The movie year 2011. So far. Not your usual movie year. Which is something I appreciate. In fact, it's been a real grab-bag of oddities.Which I also appreciate.
Case in point: The following oddball ten - which I consider to be the best of 2011. To date. Be forewarned, however. The choices are a tad eclectic.
1. Hans Petter Moland's “A Somewhat Gentle Man” (“En ganske snill mann”) - A veritable one-man film, showcasing the estimable talents of Stellan Skarsgård, who gives a deft, droll performance as an ex-con/ex-murderer trying to redeem himself in an ugly world. A small, wry film with an amusing supporting cast - the women are especially, well, colorful.
2. Woody Allen's
“Midnight in Paris” - Woody Allen doing Woody Allen, with Owen Wilson also doing Woody Allen. And perfectly. The Paris setting is the whipped cream on this dreamy confection.
3. Dan Rush's “Everything Must Go” - A slip of a Raymond Carver short story has been ever-so-gently molded into a feature-length film about the melancholy - and euphoria - of losing everything. Will Ferrell is our guide through his hero's travails, both witty and sad.
4. Giuseppe Capotondi's
“The Double Hour” (“La doppia ora”) - At once creepy, sexy, sordid and compulsively watchable, Capotondi's Italian crime drama stars Kseniya Rappoport as a hotel maid and Flippo Timi as an ex-cop turned security guard who meet intially at a speed dating seminar - and elsewhere. Their paths keep crossing, lethally.

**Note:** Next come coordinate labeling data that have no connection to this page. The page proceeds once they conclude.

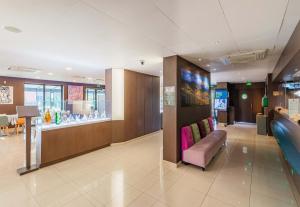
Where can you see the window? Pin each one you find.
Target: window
(96, 97)
(43, 96)
(34, 95)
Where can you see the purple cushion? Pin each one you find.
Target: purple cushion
(211, 124)
(202, 152)
(186, 138)
(202, 129)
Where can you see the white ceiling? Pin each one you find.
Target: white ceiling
(92, 35)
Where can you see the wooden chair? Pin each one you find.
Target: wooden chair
(19, 123)
(4, 124)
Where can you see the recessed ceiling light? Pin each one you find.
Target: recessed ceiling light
(12, 29)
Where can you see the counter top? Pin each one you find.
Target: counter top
(47, 127)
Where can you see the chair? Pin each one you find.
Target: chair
(19, 123)
(4, 124)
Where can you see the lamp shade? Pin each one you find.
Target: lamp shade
(265, 101)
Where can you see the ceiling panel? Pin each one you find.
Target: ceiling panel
(255, 24)
(91, 35)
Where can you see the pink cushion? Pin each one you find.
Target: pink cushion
(186, 138)
(211, 123)
(202, 129)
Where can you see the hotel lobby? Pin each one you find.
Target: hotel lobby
(150, 103)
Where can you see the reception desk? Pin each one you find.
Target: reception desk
(56, 143)
(286, 130)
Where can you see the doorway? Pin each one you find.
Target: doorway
(249, 104)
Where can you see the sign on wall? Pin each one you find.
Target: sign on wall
(75, 93)
(169, 96)
(6, 94)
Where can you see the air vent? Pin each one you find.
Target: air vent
(246, 57)
(23, 69)
(79, 77)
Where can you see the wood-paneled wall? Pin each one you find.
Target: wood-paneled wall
(175, 117)
(18, 84)
(243, 111)
(141, 106)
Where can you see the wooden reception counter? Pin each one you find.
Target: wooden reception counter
(60, 142)
(286, 130)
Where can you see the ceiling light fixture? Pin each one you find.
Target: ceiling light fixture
(12, 29)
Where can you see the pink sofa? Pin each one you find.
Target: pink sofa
(201, 152)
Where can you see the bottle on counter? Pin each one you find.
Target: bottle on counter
(57, 118)
(47, 117)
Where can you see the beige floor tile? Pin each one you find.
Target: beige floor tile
(143, 200)
(58, 196)
(160, 204)
(249, 168)
(124, 198)
(212, 202)
(260, 200)
(183, 196)
(80, 201)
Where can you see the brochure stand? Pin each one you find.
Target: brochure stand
(28, 112)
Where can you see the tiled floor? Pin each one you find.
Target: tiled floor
(248, 172)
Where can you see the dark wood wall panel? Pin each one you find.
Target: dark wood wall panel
(246, 110)
(174, 117)
(140, 100)
(156, 119)
(170, 141)
(130, 99)
(148, 105)
(141, 104)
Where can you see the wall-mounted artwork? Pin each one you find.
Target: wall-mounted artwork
(194, 89)
(6, 94)
(75, 93)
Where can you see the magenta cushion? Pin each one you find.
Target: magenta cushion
(211, 123)
(202, 129)
(186, 138)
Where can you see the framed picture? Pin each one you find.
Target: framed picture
(194, 87)
(75, 93)
(6, 94)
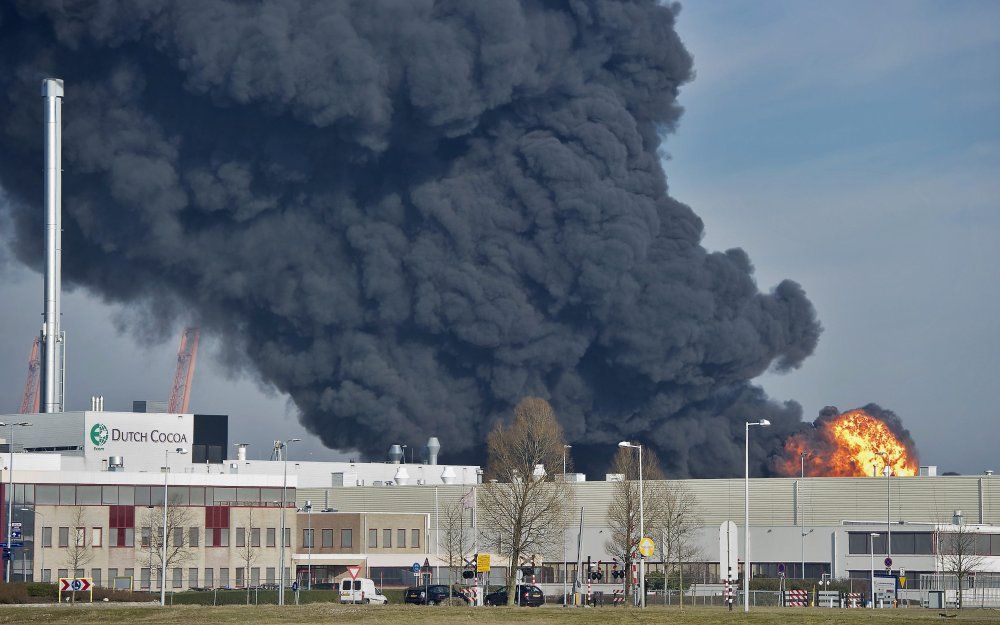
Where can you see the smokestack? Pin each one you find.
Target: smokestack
(52, 373)
(433, 447)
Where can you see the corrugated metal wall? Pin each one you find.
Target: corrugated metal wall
(823, 501)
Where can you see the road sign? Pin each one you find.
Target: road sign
(483, 563)
(80, 584)
(646, 546)
(728, 560)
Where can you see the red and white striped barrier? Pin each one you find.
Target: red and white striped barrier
(796, 598)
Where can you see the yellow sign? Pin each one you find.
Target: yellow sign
(646, 546)
(483, 563)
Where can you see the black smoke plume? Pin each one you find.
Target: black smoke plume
(406, 214)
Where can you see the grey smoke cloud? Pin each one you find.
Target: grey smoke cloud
(406, 215)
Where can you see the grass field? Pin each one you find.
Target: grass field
(414, 615)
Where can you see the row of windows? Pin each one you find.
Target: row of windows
(75, 495)
(923, 543)
(387, 539)
(125, 537)
(326, 538)
(178, 577)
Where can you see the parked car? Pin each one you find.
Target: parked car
(525, 595)
(361, 590)
(431, 595)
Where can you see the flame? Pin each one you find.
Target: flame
(849, 444)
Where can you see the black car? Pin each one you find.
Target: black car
(529, 596)
(429, 595)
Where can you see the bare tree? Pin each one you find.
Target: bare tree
(678, 529)
(521, 502)
(80, 551)
(455, 537)
(958, 553)
(150, 554)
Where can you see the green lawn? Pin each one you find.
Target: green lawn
(414, 615)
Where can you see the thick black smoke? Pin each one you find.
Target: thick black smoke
(406, 214)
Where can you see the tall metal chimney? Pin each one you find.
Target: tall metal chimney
(52, 343)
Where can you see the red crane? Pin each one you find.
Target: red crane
(180, 391)
(29, 401)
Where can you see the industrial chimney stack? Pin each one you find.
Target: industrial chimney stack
(52, 339)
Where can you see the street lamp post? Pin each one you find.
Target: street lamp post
(887, 470)
(871, 541)
(281, 551)
(802, 529)
(642, 528)
(10, 489)
(746, 509)
(163, 541)
(565, 588)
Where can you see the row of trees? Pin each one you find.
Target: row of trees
(526, 508)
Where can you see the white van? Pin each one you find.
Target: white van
(361, 590)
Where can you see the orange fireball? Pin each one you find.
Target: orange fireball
(853, 443)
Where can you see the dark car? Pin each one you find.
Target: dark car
(430, 595)
(529, 596)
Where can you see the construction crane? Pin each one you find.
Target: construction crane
(29, 401)
(180, 391)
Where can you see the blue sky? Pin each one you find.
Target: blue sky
(855, 147)
(852, 146)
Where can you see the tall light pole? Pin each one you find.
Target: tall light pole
(802, 507)
(281, 551)
(642, 528)
(887, 470)
(163, 541)
(746, 509)
(10, 491)
(565, 588)
(871, 541)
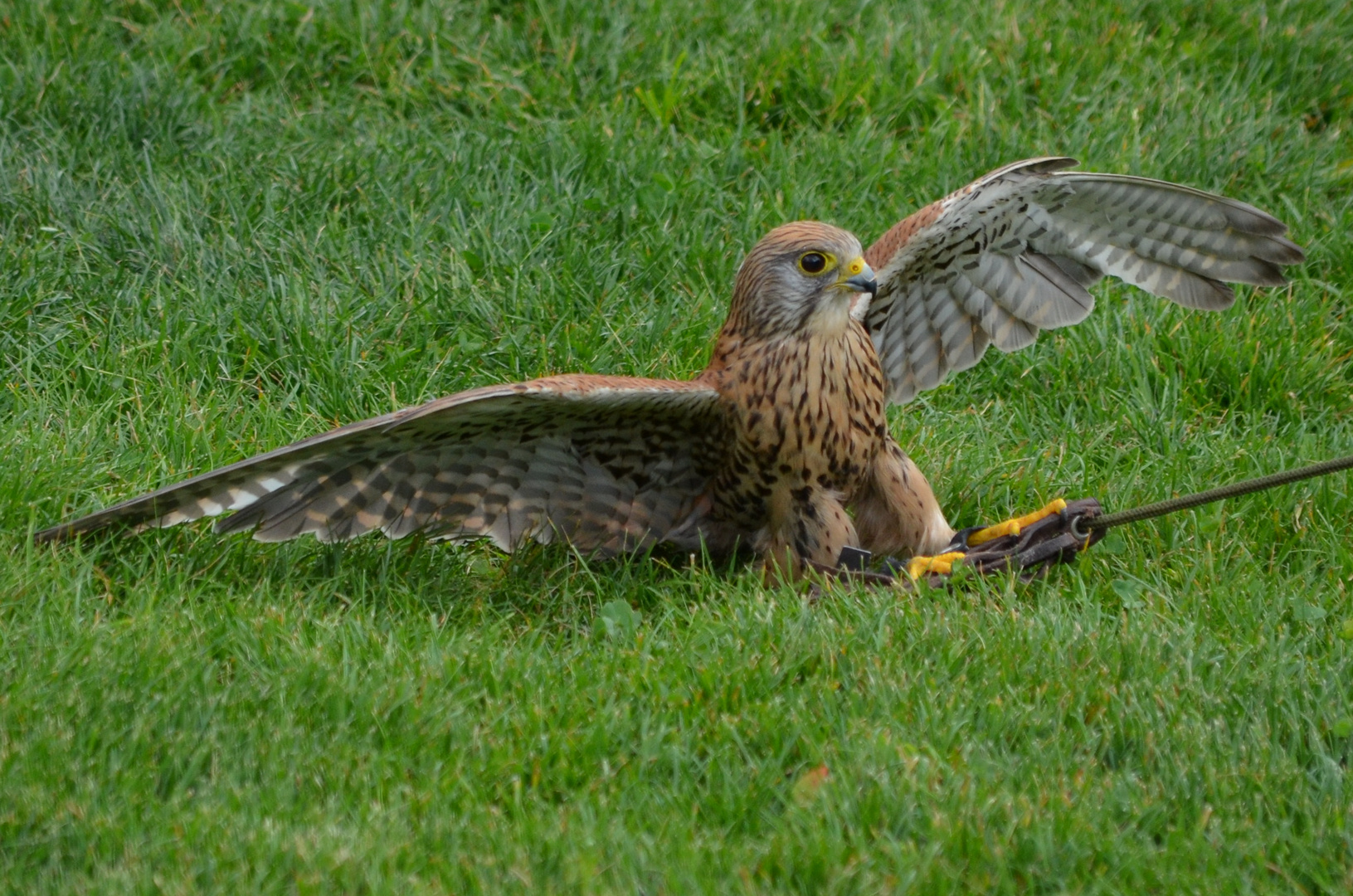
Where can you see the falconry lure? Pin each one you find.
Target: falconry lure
(781, 444)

5. Dennis Dugan's “Just Go With It” - A genuinely hilarious modern comedy about deception/mistaken identity, an update of Abe Burrows' "Cactus Flower" (by way of a French stage comedy by Pierre Barillet and Jean-Pierre Grédy), with Adam Sandler continuing to hone his soulful side and Jennifer Aniston proving, as The New Yorker's Richard Brody so aptly put it, to be "a genre unto herself." She has great comic timing, terrific rapport with Sandler and does a mean Mean Girl duet with good sport Nicole Kidman. This hastily dismissed film "nicely combines Adam Sandler's acerbic sweetness with Aniston's down-to-earth warmth," as critic Mick LaSalle wrote in The San Francisco Chronicle.
6. Tom McCarthy's
“Win Win” - McCarthy (that's him on the left), who seems like Sturges, Wilder and McCarey roled into one, delivers another of his sharp character-driven dramedies, in which nice people do bad things and often - now get this - on purpose. Paul Giamatti, Amy Ryan, Bobby Cannavale, Jeffrey Tambor, Melanie Lynskey, Burt Young and the magnificent Margo Martindale make fine company here.
7. J.J. Abrams' “Super 8” - Abrams brings the Spielberg oeuvre kicking and screaming into the New Millenium, replete with a knockoff John Williams score by Michael Giacchino.
8. François Ozon's “Potiche” (“Trophy Wife”) - A slight, very slight love letter to Catherine Deneuve, which actually ends with the cast applauding the star. Shameless. (Based on a play by the aforementioned/ubiquitous Barillet and Grédy.)
9. Brad Furman's “The Lincoln Lawyer” - A throwback to the 1970s, an era of filmmaking that Furman nails. Matthew McConaughey channels Burt Reynolds.
10. Terrence Malick's “The Tree of Life” - Sure it's pretentious and ponderous and ever-so-entitled but it's a Malick, after all. Which also means that it's gorgeous and, more to the point, thoughtful, a rarity in modern movies. Once again, Malick has made a film in which his actors are so muted they're almost irrelevant to his filmic mission statement. And once again, Malick has made a film difficult to ignore.
And the fascinating combos:
“Source Code”/”Unknown”/”Limitless”/”The Adjustment Bureau” - All wannabe Hitchcocks and all fairly effective.
“Twelve Thirty”/”Lebanon, Pa.” - Two genuinely old-fashioned indie films, the kind made before film festivals and studio boutique branches bastardized them.
"Bridesmaids”/”Bad Teacher” - A duo that proves that filthy-mouthed women are more palatable than filthy-mouthed men. There's been no greater guilty pleasure in movies this year than the sight of Melissa McCarthy in "Bridesmaids" - stradlding a sink, sick with diarrhea - ordering Wendi McLendon-Covey (who is busy vomiting in the toilet) to "Look away!" Her reading of that two-word line is perfect.